Le acarició los senos, y bajó hasta ellos para besarlos. Luego, volvió a subir sobre ella y a montarla. La sentía estrecha y eso le producía mucho placer. También lo excitaba el ver la expresión de sus ojos negros, ligeramente rasgados. Había borrado la expresión burlona y desafiante del principio. En ese momento, ella lo veía como al que la dominaba a su pesar, y esa sensación de dominio era muy halagadora para Adrian, que comenzó a hablarle al oído:

—Eres una puta deliciosa... me encanta violarte... ¿es mi polla demasiado grande para ti? ¿Te duele, cerda?... Vamos, zorra... quiero oírte gemir de veras —y aceleraba las acometidas, para escuchar sus gritos. Ngaio no tuvo que fingirlos, porque le dolía de veras. Adrian estuvo así, violándola durante largo rato, hasta que sintió que se iba a correr de un momento a otro. Entonces la obligó a ponerse en cuatro, como cuando lo incitó en la playa, y a acariciarse a sí misma.

—Vamos, puta... incítame ahora, para que te clave la verga... —le ordenó que repitiera lo que le había dicho antes, ofreciéndosele. La chica obedeció, amedrentada, y Adrian volvió a meterle la verga en la boca, obligándola a mamarlo. Ella sintió su propio sabor en la polla, y supo que él lo hacía para someterla.

—Eso, puta... pónmela bien dura... todavía no te la he metido por el culo... te voy a sodomizar hasta que grites... —Ngaio se estremeció. Si en su coño aquella verga había hecho estragos, ¿qué no haría en su culo?. Cuando él se dio por satisfecho con la mamada, la hizo volverse, y la penetró de un solo golpe, mientras ella permanecía en cuatro patas, como una perra. Lo hizo brutalmente, una y otra vez, sujetándola por la nuca, y tirando de sus cabellos cuando no se movía como él lo deseaba.

Ngaio lanzó un brutal alarido cuando aquella carne dura entró en su culo. Por más que relajó el esfínter, el encontronazo fue brutal. Sintió como si un hierro al rojo la atravesaba, y continuó gritando y gimiendo durante todo el rato que Adrian estuvo sodomizándola, indiferente a sus quejas.

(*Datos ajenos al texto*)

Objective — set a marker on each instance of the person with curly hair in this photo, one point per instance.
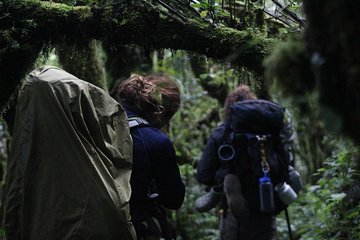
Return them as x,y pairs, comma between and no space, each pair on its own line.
150,103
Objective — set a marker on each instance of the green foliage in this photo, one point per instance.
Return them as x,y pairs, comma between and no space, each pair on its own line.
330,208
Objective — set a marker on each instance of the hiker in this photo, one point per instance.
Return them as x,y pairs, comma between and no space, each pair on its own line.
150,102
68,173
219,169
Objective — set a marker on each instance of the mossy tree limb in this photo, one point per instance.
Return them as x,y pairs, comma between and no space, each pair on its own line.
31,23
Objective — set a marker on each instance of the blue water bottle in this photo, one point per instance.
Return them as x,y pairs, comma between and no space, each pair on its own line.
266,194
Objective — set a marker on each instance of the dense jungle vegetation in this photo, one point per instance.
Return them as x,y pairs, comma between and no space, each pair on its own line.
302,54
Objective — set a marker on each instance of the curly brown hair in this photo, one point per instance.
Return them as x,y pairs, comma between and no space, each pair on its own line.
155,95
241,92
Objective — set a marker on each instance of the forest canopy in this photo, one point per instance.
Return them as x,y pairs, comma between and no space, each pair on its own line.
303,53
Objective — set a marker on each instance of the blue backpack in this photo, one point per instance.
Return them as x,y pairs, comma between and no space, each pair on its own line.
252,144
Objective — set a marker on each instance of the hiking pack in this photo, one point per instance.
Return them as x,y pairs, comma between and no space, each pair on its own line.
70,163
253,150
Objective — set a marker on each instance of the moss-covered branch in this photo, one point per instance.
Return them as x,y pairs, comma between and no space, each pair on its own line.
29,25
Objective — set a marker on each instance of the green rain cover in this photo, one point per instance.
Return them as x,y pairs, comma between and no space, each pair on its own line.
70,162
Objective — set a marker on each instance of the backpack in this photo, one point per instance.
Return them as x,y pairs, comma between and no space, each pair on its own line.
252,142
70,162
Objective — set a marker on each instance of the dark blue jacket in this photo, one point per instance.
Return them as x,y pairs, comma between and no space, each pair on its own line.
154,169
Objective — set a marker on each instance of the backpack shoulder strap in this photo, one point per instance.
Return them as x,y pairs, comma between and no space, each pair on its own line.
137,121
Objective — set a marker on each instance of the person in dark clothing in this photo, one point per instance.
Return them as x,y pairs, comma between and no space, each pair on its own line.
155,181
237,222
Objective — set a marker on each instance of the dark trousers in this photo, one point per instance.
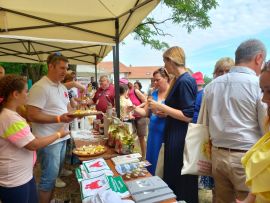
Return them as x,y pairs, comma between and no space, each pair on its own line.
26,193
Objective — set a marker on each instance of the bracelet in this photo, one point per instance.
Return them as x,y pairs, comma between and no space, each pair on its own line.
58,135
58,119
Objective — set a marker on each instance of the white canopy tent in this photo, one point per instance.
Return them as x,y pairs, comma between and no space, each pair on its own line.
95,25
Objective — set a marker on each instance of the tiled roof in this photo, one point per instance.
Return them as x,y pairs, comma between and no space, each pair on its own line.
135,72
142,72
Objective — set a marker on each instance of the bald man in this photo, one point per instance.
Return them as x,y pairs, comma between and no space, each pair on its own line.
2,71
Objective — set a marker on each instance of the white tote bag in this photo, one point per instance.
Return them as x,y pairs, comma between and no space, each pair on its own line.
160,162
197,150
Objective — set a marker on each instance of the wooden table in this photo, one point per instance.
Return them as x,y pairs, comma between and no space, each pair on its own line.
112,167
110,153
107,156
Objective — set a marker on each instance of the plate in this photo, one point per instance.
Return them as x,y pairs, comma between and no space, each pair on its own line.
86,153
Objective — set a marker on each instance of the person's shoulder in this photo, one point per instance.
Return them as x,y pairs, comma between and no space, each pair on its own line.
10,116
186,78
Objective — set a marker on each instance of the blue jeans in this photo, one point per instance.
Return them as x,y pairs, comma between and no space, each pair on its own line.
51,161
26,193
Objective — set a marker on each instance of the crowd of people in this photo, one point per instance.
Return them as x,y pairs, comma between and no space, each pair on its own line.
237,104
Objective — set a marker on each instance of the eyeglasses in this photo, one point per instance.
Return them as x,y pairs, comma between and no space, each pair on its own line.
54,56
163,71
266,66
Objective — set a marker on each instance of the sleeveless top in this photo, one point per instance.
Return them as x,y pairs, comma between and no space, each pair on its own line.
133,97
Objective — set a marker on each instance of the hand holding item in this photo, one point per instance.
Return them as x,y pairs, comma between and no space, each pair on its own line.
63,131
64,118
131,108
153,105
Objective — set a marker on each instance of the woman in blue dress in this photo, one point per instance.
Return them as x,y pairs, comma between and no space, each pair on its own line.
157,118
179,107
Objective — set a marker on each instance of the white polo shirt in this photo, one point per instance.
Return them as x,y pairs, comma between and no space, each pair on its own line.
52,98
235,110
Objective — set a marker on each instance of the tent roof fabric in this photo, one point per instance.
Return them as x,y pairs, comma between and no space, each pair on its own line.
34,50
86,21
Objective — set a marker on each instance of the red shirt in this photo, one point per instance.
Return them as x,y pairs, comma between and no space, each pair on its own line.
103,97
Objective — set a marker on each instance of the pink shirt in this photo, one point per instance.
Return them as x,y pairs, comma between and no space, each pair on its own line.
134,99
16,162
103,97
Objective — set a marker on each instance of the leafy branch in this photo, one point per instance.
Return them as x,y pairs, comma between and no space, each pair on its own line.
187,13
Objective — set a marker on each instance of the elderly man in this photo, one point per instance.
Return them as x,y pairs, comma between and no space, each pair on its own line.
47,110
104,95
2,71
236,118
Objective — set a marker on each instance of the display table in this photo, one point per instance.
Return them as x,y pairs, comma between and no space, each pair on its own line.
111,165
107,156
110,153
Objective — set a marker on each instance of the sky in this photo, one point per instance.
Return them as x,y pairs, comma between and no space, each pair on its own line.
233,22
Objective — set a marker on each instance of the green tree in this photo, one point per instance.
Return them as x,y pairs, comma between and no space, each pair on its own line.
187,13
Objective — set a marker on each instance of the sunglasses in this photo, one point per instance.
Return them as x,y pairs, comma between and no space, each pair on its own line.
266,66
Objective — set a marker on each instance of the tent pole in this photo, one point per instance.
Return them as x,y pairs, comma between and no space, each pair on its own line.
116,68
96,69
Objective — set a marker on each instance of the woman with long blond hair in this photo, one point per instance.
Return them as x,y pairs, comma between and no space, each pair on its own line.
179,108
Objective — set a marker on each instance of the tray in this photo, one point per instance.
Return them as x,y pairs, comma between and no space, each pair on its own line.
84,113
89,155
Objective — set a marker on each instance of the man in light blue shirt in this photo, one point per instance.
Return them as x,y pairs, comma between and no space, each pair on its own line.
236,117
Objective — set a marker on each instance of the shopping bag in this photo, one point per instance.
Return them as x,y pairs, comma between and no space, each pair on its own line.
197,150
160,162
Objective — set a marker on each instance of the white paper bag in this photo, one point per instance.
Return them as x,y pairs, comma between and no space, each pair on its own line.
197,151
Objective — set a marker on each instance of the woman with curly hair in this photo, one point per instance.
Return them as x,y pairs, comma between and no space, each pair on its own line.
17,144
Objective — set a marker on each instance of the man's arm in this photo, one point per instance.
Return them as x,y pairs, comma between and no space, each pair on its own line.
262,112
35,114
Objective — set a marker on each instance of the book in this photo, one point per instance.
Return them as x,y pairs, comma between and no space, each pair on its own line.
145,184
152,194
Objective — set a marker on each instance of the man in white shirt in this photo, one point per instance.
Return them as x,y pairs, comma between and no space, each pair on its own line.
47,109
236,118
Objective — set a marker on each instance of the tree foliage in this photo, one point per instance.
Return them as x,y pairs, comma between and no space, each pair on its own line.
32,71
187,13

Cuando él estuvo a punto de venirse, la hizo volverse boca arriba. Se masturbó y finalmente se derramó sobre los senos de la chica, empapándola de leche, y obligándola a recogerla con sus manos y a beberla. Luego, la obligó a que lo mamara de nuevo y a que tragara los últimos vestigios de semen. Cuando lo hubo hecho, la cargó hasta la piscina y la lanzó al agua. El se lanzó después, tras ella, persiguiéndola hasta darle alcance. Luego de un rato de escaramuzas, la atrapó y la obligó a mamarlo bajo el agua, hasta que su verga volvió a ponerse dura.

La penetró dentro del agua, sosteniéndola contra las gradas de la piscina. A pesar del dolor, Ngaio parecía haber enloquecido. Se movía y se apretaba contra él completamente enardecida. El se vino dentro de ella, bajo el agua, pero era muy consciente de que ella no había conseguido su orgasmo, y sabía que eso la enardecería más.